I am trying to find the words occurring in multiple documents at the same time.
Let us take an example.
doc1: "this is a document about milkyway"
doc2: "milky way is huge"
As you can see in above 2 documents, word "milkyway" is occurring in both the docs but in the second document term "milkyway" is separated by a space and in first doc it is not.
I am doing the following to get the document term matrix in R.
library(tm)
tmp.text <- data.frame(rbind(doc1, doc2))
tmp.corpus <- Corpus(DataframeSource(tmp.text))
tmpDTM <- TermDocumentMatrix(tmp.corpus, control = list(tolower = T, removeNumbers = T, removePunctuation = TRUE,stopwords = TRUE,wordLengths = c(2, Inf)))
tmp.df <- as.data.frame(as.matrix(tmpDTM))
tmp.df
1 2
document 1 0
huge 0 1
milky 0 1
milkyway 1 0
way 0 1
Term milkyway
is only present in the first doc as per the above matrix.

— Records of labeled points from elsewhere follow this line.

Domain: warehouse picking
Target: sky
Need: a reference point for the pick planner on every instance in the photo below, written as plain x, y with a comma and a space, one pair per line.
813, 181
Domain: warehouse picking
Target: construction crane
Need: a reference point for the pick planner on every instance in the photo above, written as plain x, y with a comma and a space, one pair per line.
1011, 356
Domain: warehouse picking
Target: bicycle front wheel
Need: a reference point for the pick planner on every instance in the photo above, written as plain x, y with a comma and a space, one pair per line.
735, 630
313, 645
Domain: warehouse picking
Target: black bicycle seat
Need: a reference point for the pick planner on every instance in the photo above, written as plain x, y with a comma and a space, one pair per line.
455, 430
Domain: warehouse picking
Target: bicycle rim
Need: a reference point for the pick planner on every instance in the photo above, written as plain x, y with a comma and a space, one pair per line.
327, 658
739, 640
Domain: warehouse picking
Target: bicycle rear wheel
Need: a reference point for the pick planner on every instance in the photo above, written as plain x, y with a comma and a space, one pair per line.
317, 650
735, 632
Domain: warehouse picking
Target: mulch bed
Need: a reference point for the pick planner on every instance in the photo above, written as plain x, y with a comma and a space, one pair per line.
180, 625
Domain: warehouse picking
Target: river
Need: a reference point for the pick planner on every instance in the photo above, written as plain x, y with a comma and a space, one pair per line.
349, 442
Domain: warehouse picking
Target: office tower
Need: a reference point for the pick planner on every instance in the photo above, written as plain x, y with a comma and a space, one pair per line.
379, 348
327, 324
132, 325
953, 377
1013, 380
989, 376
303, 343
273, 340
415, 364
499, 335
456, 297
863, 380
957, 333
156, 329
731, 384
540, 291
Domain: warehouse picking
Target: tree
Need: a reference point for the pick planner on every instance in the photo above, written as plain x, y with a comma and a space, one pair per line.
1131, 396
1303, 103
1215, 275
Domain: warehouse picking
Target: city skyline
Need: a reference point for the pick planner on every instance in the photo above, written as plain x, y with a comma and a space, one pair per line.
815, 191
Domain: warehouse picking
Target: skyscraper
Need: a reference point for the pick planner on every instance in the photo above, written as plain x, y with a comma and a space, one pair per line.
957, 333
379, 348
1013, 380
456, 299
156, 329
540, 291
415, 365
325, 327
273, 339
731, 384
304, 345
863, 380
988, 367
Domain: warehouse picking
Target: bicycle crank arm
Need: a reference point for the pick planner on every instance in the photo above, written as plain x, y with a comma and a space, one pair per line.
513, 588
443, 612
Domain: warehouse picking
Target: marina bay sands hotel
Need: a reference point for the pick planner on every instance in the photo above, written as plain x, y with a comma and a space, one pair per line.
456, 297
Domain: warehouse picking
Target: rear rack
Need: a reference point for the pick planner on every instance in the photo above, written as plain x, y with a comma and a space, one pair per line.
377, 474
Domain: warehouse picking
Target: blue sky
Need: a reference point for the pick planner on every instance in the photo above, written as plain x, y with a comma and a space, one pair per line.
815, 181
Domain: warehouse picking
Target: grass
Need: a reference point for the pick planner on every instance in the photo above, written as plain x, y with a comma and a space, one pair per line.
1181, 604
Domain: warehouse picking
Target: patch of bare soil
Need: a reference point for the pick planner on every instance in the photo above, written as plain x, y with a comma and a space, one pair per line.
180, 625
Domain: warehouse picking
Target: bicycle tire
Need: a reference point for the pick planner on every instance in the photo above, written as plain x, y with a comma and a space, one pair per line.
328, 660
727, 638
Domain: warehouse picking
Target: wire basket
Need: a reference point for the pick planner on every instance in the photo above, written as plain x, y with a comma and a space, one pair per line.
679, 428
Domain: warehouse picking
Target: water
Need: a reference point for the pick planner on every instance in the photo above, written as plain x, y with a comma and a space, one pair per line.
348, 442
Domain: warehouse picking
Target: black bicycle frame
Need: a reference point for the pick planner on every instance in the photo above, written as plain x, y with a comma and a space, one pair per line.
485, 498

I want to be able to get 1 in both the docs for term "milkyway" in the above matrix. This is just an example. I need to do this for a lot of documents. Ultimately I want to be able to treat such words ("milkyway" & "milky way") in a similar manner.
EDIT 1:
Can't I force the term document matrix to get calculated in such a way that for whatever word it is trying to look for it shouldn't just look for that word as a separate word in the string but also within strings? For example, one term is milky
and there is a document this is milkyway
so here currently milky
does not occur in this document but if the algorithm looks for the word in question within strings also it will find the word milky
within string milkyway
, that way words milky
and way
will get counted in my both documents (earlier example).
EDIT 2:
Ultimately I want to be able to calculate similarity cosine index between documents.